FIG. 9 is a sectional view of a phosphor ink pattern and a black stripe pattern in a conventional image display device.

FIG. 10 is an enlarged cross-sectional view of a phosphor ink pattern and a black stripe pattern in a conventional image display device.

FIG. 11 is a cross-sectional view of a phosphor ink pattern and a black stripe pattern in a conventional image display device.

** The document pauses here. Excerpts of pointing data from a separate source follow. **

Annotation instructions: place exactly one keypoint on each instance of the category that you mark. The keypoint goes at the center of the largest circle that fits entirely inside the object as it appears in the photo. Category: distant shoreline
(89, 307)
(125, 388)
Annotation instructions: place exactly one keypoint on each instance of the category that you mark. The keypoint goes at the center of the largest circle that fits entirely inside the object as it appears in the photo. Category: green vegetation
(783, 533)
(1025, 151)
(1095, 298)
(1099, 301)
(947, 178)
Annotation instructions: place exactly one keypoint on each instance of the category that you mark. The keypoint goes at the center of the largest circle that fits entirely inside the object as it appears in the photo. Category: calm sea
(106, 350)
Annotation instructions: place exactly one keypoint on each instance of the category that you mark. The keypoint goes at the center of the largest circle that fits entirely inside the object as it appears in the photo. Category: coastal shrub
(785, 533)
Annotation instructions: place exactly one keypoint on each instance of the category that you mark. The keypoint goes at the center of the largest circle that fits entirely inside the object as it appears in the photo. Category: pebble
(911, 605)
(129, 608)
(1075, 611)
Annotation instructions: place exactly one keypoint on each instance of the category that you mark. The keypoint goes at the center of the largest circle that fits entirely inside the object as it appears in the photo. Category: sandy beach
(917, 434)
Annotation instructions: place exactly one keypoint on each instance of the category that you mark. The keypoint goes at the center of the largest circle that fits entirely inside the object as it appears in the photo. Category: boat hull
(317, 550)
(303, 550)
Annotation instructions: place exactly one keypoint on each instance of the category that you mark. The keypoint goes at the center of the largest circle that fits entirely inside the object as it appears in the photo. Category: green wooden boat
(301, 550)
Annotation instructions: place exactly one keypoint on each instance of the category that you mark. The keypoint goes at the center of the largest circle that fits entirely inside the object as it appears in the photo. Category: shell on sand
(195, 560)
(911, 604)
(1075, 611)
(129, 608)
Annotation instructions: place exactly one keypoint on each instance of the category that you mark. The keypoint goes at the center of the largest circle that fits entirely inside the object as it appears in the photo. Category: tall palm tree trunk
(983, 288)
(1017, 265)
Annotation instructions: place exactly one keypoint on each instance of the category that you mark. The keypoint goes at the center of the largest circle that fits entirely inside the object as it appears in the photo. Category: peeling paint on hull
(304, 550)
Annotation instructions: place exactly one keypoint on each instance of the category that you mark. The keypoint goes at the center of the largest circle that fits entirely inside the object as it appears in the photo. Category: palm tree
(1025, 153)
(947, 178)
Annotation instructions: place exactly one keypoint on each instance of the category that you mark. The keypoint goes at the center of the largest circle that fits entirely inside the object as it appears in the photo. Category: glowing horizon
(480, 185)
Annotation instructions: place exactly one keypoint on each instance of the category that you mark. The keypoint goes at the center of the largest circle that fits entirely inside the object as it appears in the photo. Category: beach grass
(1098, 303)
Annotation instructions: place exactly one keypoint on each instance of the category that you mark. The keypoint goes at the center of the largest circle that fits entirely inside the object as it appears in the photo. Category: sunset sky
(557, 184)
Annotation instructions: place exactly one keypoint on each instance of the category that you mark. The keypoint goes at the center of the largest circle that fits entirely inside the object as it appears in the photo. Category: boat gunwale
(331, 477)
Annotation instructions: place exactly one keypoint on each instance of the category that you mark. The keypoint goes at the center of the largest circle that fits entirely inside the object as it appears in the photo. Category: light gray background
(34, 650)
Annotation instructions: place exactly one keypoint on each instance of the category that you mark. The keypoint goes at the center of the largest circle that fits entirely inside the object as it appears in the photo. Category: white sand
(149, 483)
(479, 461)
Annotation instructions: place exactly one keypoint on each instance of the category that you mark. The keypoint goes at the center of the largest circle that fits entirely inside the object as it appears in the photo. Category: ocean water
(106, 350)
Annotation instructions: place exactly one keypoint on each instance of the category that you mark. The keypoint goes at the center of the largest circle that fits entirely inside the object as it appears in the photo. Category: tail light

FIG. 12 is a sectional view of a phosphor ink pattern and a black stripe pattern in a conventional image display device.

[Explanation of symbols]

 1,11 Glass substrate 2,12 Black stripe pattern 3,13 Phosphor ink pattern 4 Second black stripe pattern 5,15 Electron beam 6,16 Secondary electron 14 Black stripe pattern for shielding

Claims (2)

[Claims] 1. A plurality of phosphor ink patterns formed on a glass substrate, a plurality of black stripe patterns formed between the plurality of phosphor ink patterns, and a plurality of black stripe patterns formed on the plurality of black stripe patterns. An image display device comprising a second black stripe pattern. 2. A plurality of phosphor ink patterns formed on a glass substrate, a plurality of black stripe patterns formed between the plurality of phosphor ink patterns, and a plurality of black stripe patterns formed on the plurality of black stripe patterns, An image display device comprising a shielding black stripe pattern for shielding a part of the phosphor ink pattern.